Implementing a new device requires to implement:
- The device itself that specializes the abstract Device<TConfiguration>.
- The corresponding configuration that specializes the abstract DeviceConfiguration.
- The host for this type of devices that specializes the abstract DeviceHost<T, THostConfiguration, TConfiguration>.
A host MAY have a specialized DeviceHostConfiguration<TConfiguration> where TConfiguration is the actual
device's configuration, but this is totally optional. The DeviceHostConfiguration is not abstract and can be used directly so that
a typical host implementation is an empty class that uses the DeviceHostConfiguration<TConfiguration>
as its own configuration:
public class FlashBulbHost : DeviceHost<FlashBulb, DeviceHostConfiguration<FlashBulbConfiguration>, FlashBulbConfiguration>
{
}
The host configuration exposes the List<TConfiguration> Items
with all the device's configuration that must be applied. By default,
a host configuration is "partial": it will ignore all existing devices that don't appear in its Items
.
This behavior can be changed thanks to the IsPartialConfiguration
property:
/// <summary>
/// Gets or sets whether this is a partial configuration: <see cref="Items"/> will be applied
/// but existing devices without configurations are let as-is.
/// Defaults to true.
/// <para>
/// When set to false, this configuration destroys all devices for which no configuration exists in the <see cref="Items"/>.
/// </para>
/// </summary>
public bool IsPartialConfiguration { get; set; }
Host can expose dedicated properties, methods or events with its own specialized configuration but, as of today, we've not used this capability for any device.
Like the other component of the CK-DeviceModel, host expose both a non-generic API via its IDeviceHost interface and is strongly typed at its own level (hence the numerous generic parameters). The IDeviceHost interface is easy to understand.
A host is a multiple singleton service: each instance of *concrete DeviceHost type exists
only once but their IDeviceHost interface (that is marked with [IsMultiple] attribute) is
registered as a IEnumerable<IDeviceHost>
of hosts.
For those are curious, this simply results of the way the interface and the base class are defined.
- IDeviceHost is defined as:
[IsMultiple]
public interface IDeviceHost : ISingletonAutoService { ... }
- And the DeviceHost base class is:
[CKTypeDefiner]
public abstract partial class DeviceHost<T, THostConfiguration, TConfiguration> : IDeviceHost
where T : Device<TConfiguration>
where THostConfiguration : DeviceHostConfiguration<TConfiguration>
where TConfiguration : DeviceConfiguration, new()
{ ... }
As a singleton service, a host is created whenever the application DI container requires one instance of its type and remains alive until the end of the container (more often the end the process).

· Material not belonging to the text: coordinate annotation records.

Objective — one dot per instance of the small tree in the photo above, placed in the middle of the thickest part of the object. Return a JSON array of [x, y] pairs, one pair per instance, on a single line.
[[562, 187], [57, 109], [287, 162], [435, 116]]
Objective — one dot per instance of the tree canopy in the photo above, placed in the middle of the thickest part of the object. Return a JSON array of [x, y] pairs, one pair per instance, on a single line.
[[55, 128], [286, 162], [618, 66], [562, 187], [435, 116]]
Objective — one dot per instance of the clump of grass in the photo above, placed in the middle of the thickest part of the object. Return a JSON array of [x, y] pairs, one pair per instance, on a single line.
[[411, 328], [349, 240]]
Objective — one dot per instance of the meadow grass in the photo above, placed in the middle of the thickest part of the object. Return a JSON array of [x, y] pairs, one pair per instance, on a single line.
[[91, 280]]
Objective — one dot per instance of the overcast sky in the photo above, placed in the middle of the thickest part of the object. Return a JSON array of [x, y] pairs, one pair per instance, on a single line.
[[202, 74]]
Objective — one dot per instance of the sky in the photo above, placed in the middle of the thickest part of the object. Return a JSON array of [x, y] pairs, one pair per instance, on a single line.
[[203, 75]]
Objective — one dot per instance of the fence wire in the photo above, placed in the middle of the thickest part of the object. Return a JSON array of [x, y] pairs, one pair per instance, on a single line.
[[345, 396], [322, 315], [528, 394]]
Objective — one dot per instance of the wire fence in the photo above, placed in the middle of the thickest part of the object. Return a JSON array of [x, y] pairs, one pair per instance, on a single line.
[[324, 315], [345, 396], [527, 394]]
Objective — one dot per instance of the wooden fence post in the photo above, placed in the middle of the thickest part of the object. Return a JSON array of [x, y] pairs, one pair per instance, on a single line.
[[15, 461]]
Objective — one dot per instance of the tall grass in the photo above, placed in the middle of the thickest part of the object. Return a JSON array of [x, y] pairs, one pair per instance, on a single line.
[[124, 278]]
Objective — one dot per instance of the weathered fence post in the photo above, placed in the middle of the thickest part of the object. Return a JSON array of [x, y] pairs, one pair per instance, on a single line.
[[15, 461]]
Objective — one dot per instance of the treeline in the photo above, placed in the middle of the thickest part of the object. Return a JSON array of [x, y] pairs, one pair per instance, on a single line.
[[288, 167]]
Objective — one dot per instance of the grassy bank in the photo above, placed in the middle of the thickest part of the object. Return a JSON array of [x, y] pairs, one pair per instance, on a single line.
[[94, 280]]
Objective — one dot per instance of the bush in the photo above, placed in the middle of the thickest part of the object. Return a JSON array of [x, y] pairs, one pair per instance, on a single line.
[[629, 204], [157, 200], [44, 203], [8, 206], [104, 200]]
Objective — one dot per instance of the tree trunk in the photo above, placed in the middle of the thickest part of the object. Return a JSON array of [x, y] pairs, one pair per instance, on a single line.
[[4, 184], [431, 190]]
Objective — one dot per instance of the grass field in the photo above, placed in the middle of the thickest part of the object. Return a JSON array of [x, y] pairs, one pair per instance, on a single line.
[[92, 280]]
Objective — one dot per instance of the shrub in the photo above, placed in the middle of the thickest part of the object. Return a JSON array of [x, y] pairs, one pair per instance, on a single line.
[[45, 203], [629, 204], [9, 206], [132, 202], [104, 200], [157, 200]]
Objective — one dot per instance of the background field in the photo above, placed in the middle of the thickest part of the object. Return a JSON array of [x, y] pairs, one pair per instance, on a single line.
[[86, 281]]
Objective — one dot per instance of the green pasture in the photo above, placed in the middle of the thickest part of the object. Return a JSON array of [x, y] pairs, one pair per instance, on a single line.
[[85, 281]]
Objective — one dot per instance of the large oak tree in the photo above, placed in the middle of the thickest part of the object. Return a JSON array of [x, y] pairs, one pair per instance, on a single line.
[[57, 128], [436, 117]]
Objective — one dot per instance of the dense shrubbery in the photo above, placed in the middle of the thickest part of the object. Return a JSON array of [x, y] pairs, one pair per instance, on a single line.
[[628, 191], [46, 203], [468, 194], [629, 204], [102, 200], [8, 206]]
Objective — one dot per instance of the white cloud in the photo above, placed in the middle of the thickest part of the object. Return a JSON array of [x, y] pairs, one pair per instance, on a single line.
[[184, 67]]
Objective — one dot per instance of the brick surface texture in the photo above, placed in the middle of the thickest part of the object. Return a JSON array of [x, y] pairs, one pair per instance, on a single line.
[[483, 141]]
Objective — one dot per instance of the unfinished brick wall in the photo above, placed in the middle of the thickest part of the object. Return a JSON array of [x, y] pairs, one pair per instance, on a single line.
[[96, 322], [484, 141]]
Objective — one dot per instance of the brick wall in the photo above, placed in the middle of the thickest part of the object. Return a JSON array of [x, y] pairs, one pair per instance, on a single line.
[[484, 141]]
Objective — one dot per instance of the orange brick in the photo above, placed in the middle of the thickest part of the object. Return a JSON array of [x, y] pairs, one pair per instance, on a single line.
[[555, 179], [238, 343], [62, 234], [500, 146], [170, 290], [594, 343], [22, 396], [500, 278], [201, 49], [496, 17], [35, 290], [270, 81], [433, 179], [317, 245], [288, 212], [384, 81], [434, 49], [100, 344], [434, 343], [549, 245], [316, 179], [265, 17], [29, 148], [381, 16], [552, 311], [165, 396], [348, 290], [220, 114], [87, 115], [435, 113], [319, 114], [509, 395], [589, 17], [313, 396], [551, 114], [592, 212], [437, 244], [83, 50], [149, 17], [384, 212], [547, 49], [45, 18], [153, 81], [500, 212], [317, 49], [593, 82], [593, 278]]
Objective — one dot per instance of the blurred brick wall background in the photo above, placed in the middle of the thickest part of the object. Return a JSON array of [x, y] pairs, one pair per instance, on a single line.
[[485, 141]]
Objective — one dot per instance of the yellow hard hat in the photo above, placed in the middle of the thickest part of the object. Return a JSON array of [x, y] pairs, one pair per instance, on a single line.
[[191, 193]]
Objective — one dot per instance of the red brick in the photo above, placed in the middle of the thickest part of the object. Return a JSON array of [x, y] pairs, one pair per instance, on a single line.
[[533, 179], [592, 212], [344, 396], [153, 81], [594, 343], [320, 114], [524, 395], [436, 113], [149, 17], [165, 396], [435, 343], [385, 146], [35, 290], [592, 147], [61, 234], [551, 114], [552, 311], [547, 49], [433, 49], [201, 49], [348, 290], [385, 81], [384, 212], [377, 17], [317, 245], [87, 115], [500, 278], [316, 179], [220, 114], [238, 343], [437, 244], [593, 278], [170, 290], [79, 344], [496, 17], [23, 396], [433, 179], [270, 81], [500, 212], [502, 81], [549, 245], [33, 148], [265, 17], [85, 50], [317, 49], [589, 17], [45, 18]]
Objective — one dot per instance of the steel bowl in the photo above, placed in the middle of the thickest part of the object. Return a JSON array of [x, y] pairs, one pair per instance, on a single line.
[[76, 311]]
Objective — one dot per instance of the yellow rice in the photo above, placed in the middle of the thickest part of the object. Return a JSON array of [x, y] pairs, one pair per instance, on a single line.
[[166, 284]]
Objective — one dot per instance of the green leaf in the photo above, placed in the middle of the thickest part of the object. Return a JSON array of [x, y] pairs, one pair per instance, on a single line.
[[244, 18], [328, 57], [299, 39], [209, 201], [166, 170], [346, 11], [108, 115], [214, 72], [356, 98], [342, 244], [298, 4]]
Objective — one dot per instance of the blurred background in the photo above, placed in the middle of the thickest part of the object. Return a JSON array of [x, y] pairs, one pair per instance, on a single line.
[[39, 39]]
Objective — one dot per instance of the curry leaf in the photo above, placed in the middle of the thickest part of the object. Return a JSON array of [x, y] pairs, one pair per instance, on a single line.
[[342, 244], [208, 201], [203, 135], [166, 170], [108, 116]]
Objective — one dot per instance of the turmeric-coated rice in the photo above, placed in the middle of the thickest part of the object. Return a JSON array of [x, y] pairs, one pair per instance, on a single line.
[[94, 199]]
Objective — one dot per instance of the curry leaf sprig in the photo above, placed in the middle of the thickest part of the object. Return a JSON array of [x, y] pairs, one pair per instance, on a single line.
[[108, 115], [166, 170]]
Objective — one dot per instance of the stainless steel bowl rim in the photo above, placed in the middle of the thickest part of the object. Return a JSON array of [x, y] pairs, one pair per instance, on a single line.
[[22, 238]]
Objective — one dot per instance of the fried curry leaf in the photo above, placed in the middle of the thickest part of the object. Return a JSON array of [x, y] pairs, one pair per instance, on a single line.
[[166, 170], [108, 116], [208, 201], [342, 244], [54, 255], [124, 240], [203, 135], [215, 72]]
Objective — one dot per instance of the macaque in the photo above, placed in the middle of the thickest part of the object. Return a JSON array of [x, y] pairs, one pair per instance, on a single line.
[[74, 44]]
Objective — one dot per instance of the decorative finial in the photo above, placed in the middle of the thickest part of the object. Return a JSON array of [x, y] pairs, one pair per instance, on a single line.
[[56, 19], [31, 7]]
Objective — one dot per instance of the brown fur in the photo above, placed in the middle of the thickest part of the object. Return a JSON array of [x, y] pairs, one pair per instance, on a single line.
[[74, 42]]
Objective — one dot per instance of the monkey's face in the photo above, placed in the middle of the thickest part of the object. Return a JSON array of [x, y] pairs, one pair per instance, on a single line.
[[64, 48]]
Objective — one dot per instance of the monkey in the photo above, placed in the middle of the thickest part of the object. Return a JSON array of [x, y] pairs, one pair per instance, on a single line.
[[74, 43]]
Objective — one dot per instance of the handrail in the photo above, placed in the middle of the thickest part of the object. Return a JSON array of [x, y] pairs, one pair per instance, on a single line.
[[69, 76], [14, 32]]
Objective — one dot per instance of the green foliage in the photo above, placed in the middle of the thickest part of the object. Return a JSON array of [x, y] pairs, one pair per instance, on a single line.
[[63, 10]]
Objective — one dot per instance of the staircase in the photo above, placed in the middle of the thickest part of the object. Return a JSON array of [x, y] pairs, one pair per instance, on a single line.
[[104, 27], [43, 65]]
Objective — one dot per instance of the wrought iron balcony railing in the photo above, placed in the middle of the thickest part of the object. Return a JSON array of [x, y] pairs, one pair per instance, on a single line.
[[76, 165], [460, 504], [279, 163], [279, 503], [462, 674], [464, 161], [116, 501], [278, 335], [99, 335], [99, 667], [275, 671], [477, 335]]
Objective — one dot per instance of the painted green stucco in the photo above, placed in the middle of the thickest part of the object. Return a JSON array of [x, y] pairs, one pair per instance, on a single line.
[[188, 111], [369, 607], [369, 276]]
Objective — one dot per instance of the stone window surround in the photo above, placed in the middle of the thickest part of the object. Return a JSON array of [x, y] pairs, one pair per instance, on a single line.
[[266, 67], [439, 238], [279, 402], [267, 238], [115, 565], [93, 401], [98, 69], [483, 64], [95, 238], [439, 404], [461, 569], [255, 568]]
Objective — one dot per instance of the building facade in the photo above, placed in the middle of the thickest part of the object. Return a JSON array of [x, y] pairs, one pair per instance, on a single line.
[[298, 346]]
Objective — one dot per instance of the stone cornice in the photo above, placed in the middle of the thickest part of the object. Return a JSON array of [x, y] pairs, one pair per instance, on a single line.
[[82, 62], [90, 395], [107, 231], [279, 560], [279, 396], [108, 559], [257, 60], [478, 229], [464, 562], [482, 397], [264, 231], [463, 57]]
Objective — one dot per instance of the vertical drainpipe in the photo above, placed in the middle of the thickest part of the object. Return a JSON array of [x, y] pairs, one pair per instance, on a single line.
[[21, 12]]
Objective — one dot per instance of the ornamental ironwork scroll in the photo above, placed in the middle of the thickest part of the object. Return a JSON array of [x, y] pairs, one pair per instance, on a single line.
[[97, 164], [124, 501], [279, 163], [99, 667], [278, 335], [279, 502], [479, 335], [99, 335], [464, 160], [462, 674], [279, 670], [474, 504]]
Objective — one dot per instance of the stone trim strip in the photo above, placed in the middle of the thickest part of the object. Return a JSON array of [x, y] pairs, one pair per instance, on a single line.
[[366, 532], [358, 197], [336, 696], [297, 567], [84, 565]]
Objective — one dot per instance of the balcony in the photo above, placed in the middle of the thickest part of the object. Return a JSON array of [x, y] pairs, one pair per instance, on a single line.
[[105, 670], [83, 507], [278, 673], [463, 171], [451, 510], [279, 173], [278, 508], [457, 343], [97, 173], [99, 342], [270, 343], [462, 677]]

In practice, another participant interacts with the hosts lifetime: the DeviceHostDaemon,
as a IHostedService is automatically instantiated at the start of the application and it depends
on the IEnumerable<IDeviceHost>
. This de facto instantiates all the hosts when the application
starts.
A host is not a IDisposable object however its IDeviceHost.ClearAsync
method destroys all its devices.
When stopped, the daemon can call this on all the hosts, explicitly destroying all the devices instead of
let them die with the process: see DeviceHostDaemon.